Major & Minor Information

MAJOR
    9 courses above the basic sequence distributed as follows:

  • GERM 210 Intermediate Composition and ConversationorGERM 310 Advanced Composition and Conversation
  • GERM 320 or 330 Survery of German Literature and Civilization
  • GERM 420 Senior Seminar in German Literature History
  • 6 other German courses of the student's choosing, of which only one may be a 200-level course.

Senior Capstone Experience

      The Senior Capstone Experience for the German major consists of three examinations taken in conjuction with GERM 420 Senior Seminar in German Literary History.  The examinations cover German history, literary analysis, and literary  history, respectively.  Senior majors are also offered the opportunity to demonstrate their mastery of the language by taking an internationally recognized Goethe Institute language achievement test offered by the University of Arkansas at Fayettville in April of each year.

 

MINOR
The minor in German consists of at least five courses at or above the 200-level.  A maximum of two 200-level courses may be counted toward the minor.

Study Abroad.

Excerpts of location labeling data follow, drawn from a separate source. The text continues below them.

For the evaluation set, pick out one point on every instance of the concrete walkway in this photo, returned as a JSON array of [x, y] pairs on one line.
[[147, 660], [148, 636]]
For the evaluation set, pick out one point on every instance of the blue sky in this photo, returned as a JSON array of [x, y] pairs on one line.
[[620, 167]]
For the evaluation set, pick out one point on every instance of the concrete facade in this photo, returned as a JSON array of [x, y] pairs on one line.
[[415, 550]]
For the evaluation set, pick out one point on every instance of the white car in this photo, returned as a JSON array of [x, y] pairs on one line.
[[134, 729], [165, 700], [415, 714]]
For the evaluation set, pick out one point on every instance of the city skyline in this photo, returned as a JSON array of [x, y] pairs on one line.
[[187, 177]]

While not specifically required for graduation in German, a significant study abroad experience clearly adds greatly to the linguistic skills and cultural awareness of our majors, and is very strongly recommended. The most popular vehicles for study in German-speaking countries are the Hendrix-in-Graz and the ISEP programs, both of which permit the use of the student's Hendrix financial aid.


German courses  
Please note that GERM 210 or permission of the instructor is a prerequisite for all other upper-level courses.

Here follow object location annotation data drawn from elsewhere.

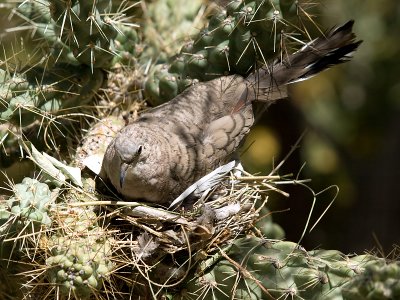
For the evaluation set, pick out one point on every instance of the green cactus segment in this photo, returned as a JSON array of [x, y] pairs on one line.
[[87, 27], [30, 203], [75, 32], [126, 44], [36, 16], [378, 281], [79, 265], [23, 216], [30, 97], [235, 41], [253, 268]]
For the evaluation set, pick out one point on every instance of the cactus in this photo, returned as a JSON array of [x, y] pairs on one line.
[[59, 244], [254, 268], [79, 264], [378, 281], [238, 38]]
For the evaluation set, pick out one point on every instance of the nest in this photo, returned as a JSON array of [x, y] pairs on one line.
[[97, 248]]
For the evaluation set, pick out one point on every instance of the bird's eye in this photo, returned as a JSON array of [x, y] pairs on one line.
[[139, 150]]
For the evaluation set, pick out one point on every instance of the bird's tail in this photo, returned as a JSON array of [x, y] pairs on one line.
[[269, 82]]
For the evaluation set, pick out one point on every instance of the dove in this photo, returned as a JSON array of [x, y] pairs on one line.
[[169, 147]]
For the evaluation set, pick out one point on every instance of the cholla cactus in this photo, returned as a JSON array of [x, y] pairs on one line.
[[61, 245]]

GERM 110 Elementary German I
Introductory language course stressing the skills of listening, reading, and writing, with special emphasis on the rapid acquisition of speaking ability. Introduction to the cultures of German-speaking countries.

GERM 120 Elementary German II (FL)
Continuation of GERM 120 with emphasis on further development of skills and cultural awareness. Introduction to literary and non-literary texts.

GERM 210/310 Intermediate Composition and Conversation (W2)
Open to any student who has completed the basic sequence. Further develops communication skills while offering a focused review of essential grammar concepts. Content varies annually, but focuses on contemporary life and literature in German-speaking Europe. Please note that GERM 310, taught concurrently, involves additional work and may be taken for credit by students who have previously had GERM 210.

GERM 220 German Literature and its Context (LS, W2)
An introduction to the study of German literature in its sociohistorical context. Provides the student with essential research and analytical skills through the examination of short, representative works by authors such as Goethe, Heine, Kafka, Hesse, Grass and Seghers.  The course continues the development of the student’s command of oral and written German

GERM 230 Masterpieces of German Cultural History (W2)
An introduction to some of the great works of German art, architecture, music, and philosophy through a focus on significant periods in German cultural history such as the High Middle Ages, the Reformation, the Baroque era, the Classic and Romantic Periods, and Expressionism. As with 220, the course continues the development of the student’s command of oral and written German.

GERM 320 Survey of German Literature and Civilization, Part I (to 1830) (LS, W2)
An overview of the most important literary figures and works in German history as reflections of the various cultural periods that produced them. The broader cultural context of each epoch--its social history, philosophy, art, architecture and music--will be stressed.

GERM 330 Survey of German Literature and Civilization, Part II (1830-Present) (LS, W2)
Applies the same approach as in GERM 320 to the period from Goethe's death to the present. GERM 320 is not a prerequisite.

(Note: GERM 320 and 330 are viewed as core courses in the German program. While at least one of them is required for the major, both courses should be of significant interest to non-majors and minors as well.)

GERM 340 From Expressionism to Exile Literature (LS, W2)
Deals with the most important authors and cultural movements of Fin-de-Siècle Vienna, the Weimar Republic and the years of Nazi domination in German. Includes such authors as Rilke, Mann, Kafka, Hesse, Seghers, and Brecht.

GERM 350 German Literature since 1945 (LS, W2)
Examines the most important literary figures writing in German since the Second World War against the backdrop of the turbulent sociohistorical history of this period. Authors include Boll, Grass, Hesse, Becker, Wolf, and Maron.

GERM 395 Contemporary German Civilization (W2)
This course focuses on the political, economic, social, and cultural institutions of Germany since World War II, with special emphasis on developments from 1989 to the present.

GERM 420 Senior Seminar in German Literary History (LS, W2)
A course for senior German majors designed to help them synthesize their understanding of German literature and civilization to this point. Considerable individualization of content will allow each participant to concentrate on key periods and authors not previously studied.

GERM 490 Special Topics in German Literature (LS, W2)
Provides the opportunity to explore various authors or literary movements in depth. May be offered in both English and German so that a wider spectrum of students might participate. When offered in English, this course will be cross-listed as a LITR 330, and will not be coded "FL". Potential special topics include Gender in 19th Century German Literature, German-Jewish Literature, German Film, The Novella, German Drama, Fairy Tales.